Kinetics of hydrogen desorption from germanium-covered Si(100)

Two models from the recent literature, proposed to describe the apparent effect of Ge coverage on silicon monohydride desorption kinetics, are evaluated based on their ability to fit temperature-programmed desorption data, an evaluation of the physical consistency of the estimated kinetic constants, and a comparison with the effects of other atomic impurities (B, P, C) on hydrogen desorption from Si(100). The first model attributes the decrease in the peak temperature for silicon monohydride (beta(1)) desorption with increasing Ge coverage to a long-range electronic effect that reduces the activation barrier uniformly over the entire surface. It is shown that this model fails to fit the high Ge coverage data unless the preexponential factor also decreases by approximately nine orders of magnitude, which is physically implausible. The second model considers the possibility of an alternate pathway to depopulate the silicon monohydride phase, in which hydrogen diffuses from the silicon to the germanium surface phase, and desorbs rapidly from a short-lived GeH intermediate.
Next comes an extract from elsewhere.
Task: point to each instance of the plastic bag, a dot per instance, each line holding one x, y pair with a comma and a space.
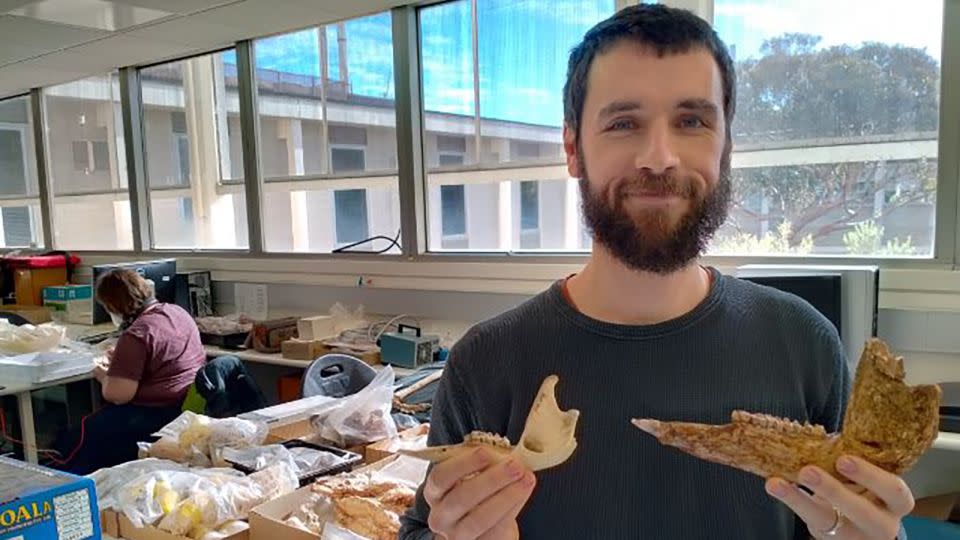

The estimated activation barrier for the surface migration step of 25+/-1 kcal mol(-1) is thermodynamically consistent with the energetics of hydrogen desorption from Si and Ge, and its magnitude is intermediate between the estimated activation barriers for hydrogen surface diffusion on Si and Ge. Although Ge may modify the energetics of the interaction of hydrogen and silicon, it is concluded that such an effect alone is insufficient to describe the shift and broadening of the beta(1) feature, while the GeH intermediate model succeeds, even in the absence of any such effect.